L’un a cofondé Libération en 1973, l’autre le dirige actuellement : aux deux bouts de ce demi-siècle d’existence, Serge July et Dov Alfon racontent leur «joie» de fêter le cinquantième anniversaire du quotidien de gauche. «Libération est l’enfant de 68. Je ne faisais pas de projet au-delà des années 70, on ne voyait pas très bien ce qu’il y avait derrière, à quoi ressemblerait le monde», se souvient Serge July. Fixé au 18 avril, cet anniversaire est marqué par la sortie d’un hors-série, «50 ans, 50 combats». Ce cinquantenaire fait souffler «un grand vent d’optimisme et de joie», renchérit Dov Alfon, en soulignant la bonne passe actuelle du journal. Avec 96.500 exemplaires vendus en moyenne chaque jour, Libé, qui a redonné une plus grande part aux enquêtes, revendique la plus forte progression des quotidiens nationaux en 2022 (+6,86%).
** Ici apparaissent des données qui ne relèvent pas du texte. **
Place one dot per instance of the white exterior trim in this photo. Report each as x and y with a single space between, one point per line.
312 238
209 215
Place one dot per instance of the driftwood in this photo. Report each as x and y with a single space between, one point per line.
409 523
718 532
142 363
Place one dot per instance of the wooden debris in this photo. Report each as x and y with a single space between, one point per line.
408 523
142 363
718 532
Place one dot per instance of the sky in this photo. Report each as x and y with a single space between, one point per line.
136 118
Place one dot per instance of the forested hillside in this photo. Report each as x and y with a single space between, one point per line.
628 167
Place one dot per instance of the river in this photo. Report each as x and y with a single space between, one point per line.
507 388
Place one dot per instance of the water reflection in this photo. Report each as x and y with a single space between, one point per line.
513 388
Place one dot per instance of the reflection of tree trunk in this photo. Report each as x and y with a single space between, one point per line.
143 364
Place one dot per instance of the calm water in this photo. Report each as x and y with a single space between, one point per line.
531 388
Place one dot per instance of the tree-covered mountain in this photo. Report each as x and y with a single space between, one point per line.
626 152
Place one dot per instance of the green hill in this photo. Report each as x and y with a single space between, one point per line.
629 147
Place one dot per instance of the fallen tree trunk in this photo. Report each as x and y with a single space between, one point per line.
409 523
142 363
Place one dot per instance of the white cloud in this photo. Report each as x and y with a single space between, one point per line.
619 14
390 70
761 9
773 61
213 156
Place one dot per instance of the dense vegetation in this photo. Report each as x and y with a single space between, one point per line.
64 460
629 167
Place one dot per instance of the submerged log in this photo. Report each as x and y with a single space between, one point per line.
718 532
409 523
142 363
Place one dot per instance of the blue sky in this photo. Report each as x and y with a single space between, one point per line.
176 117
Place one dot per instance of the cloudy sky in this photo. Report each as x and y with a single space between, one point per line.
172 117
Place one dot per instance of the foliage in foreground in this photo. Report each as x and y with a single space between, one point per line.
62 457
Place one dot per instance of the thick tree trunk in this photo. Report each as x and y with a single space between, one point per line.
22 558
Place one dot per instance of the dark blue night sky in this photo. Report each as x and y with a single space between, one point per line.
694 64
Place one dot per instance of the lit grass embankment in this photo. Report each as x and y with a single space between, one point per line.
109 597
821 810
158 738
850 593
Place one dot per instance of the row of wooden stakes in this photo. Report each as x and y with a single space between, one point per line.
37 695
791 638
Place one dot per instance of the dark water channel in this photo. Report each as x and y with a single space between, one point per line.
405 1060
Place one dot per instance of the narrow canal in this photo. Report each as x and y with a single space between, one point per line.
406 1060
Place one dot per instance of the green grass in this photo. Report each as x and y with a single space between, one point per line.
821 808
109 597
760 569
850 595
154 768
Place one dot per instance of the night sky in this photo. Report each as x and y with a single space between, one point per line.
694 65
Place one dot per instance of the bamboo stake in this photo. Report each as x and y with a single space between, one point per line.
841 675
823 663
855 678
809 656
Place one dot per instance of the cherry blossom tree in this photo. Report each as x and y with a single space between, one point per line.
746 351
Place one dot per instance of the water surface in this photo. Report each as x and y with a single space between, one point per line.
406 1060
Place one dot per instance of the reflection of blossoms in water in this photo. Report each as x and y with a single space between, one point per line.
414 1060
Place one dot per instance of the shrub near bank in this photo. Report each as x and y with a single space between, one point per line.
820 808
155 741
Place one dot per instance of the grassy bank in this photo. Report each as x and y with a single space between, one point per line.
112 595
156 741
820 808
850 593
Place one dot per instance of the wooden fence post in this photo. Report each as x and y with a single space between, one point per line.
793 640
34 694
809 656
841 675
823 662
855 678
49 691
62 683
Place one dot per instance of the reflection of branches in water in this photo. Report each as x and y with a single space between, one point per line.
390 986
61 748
July, 80 ans, fait partie de ses cofondateurs, avec le philosophe Jean-Paul Sartre, et en a été l’emblématique directeur de 1974 à 2006. Alfon, 62 ans, a été nommé à ce poste en 2020 («un très bon choix», salue son illustre prédécesseur), après avoir longtemps travaillé pour le journal israélien Haaretz.
Crises : Entre changements d’actionnaires et baisse des ventes, «Libération a traversé beaucoup de crises, a été menacé plus d’une fois d’une fin de parution», rappelle son directeur actuel. «Au fil des années, on pouvait se demander s’il fêterait son 50e anniversaire». Poussé dehors en 2006 par l’actionnaire de l’époque, Edouard de Rothschild, July juge aujourd’hui les crises internes «secondaires». «On a plutôt traversé des crises de la presse, avec des révolutions aussi importantes que l’invention de l’imprimerie», estime-t-il, en citant le basculement du papier vers le numérique. Reste-t-il des points communs entre le Libé d’hier, issu de la contre-culture, et celui d’aujourd’hui? Pour Alfon, il demeure «le journal le mieux écrit de France»: «Serge l’avait inventé comme ça». Son aîné, lui, souligne que «le sociétal et le culturel restent la structure sur laquelle repose le journal». C’est lui qui a fait prendre cette inflexion à Libé en 1981, en «rompant avec le gauchisme» des débuts. A l’époque, pour «opérer cette transformation», le quotidien avait cessé de paraître pendant trois mois. «C’était très violent», se rappelle July.
Engueulades : Depuis son origine, Libé a aussi la réputation d’être une rédaction où l’on s’engueule beaucoup. Vrai ou faux? «Il y a quelques histoires célèbres, une machine à écrire qui vole, une table renversée. Mais c’est exagéré, aussi bien pour les premières années que pour aujourd’hui», assure Alfon, un sourire dans la voix. Pour autant, «les débats peuvent être vifs», concède-t-il.